Nous entamons notre marche. Il pleut encore un peu mais cela semble en bonne voie. Nous quittons vite la route pour prendre les chemins, pour notre plus grand plaisir. Bien sûr, le sol est un peu boueux à cause de la journée d’hier et de la pluie était tombée durant le mois de mai, les flaques sont nombreuses à éviter, mais nous n’allons tout de même pas nous arrêter pour si peu ! En fait, c’est sans penser au territoire que nous sommes en train de parcourir : nous sommes en plein cœur des marais du Cotentin !! Et les flaques s’agrandissent ostensiblement… Nous devons de plus en plus faire des acrobaties pour marcher sur les bords afin de les éviter.

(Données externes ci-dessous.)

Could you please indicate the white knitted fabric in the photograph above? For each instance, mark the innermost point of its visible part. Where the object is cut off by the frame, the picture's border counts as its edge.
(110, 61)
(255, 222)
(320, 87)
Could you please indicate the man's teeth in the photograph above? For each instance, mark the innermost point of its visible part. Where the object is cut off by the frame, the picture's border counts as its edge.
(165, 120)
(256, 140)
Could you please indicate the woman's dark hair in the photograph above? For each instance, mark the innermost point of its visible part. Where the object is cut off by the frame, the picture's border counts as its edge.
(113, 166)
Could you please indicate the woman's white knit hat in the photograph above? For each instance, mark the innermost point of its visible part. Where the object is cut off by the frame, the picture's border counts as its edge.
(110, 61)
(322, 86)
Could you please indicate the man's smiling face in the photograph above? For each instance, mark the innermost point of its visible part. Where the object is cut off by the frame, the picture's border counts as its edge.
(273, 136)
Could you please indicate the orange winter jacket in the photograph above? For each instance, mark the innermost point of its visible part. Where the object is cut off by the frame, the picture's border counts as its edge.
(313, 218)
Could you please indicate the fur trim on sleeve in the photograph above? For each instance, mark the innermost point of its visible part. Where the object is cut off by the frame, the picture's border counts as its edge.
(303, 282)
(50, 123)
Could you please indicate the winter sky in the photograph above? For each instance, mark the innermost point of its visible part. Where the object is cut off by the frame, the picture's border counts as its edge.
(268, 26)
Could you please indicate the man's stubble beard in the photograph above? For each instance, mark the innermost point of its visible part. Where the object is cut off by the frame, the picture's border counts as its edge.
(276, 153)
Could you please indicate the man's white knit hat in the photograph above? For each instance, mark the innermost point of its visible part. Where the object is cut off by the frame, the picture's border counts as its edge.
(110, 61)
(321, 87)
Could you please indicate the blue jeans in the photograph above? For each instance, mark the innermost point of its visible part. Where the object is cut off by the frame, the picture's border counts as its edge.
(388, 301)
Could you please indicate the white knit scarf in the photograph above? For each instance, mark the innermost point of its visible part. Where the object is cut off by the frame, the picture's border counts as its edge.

La boue est de plus en plus profonde aussi, et nous ne marchons pas depuis plus de 5mn dans ces chemins que les chaussures d’Elise, trop basses pour un tel terrain, sont emplies de boue. C’est très dur pour elle, et son moral tombe d’un coup ! Sylvain la console et l’encourage. Nous ne sommes pas fiers, ni les uns ni les autres, et Didier, qui le sent bien, choisit d’avancer avec dynamisme afin que le groupe ne se laisse pas aller au découragement ! Nous marchons donc énergiquement pour le suivre, malgré l’eau qui prend de plus en plus de place dans le chemin. Ca y est, la bordure est trop glissante, la flaque un peu plus profonde, et le pied est dedans, l’eau commence à rentrer à l’intérieur de toutes les chaussures…! Flûte ! Isabelle et Soline avancent en sondant le sol avec leur bourdon. Sylvain enrage contre les conditions de marche…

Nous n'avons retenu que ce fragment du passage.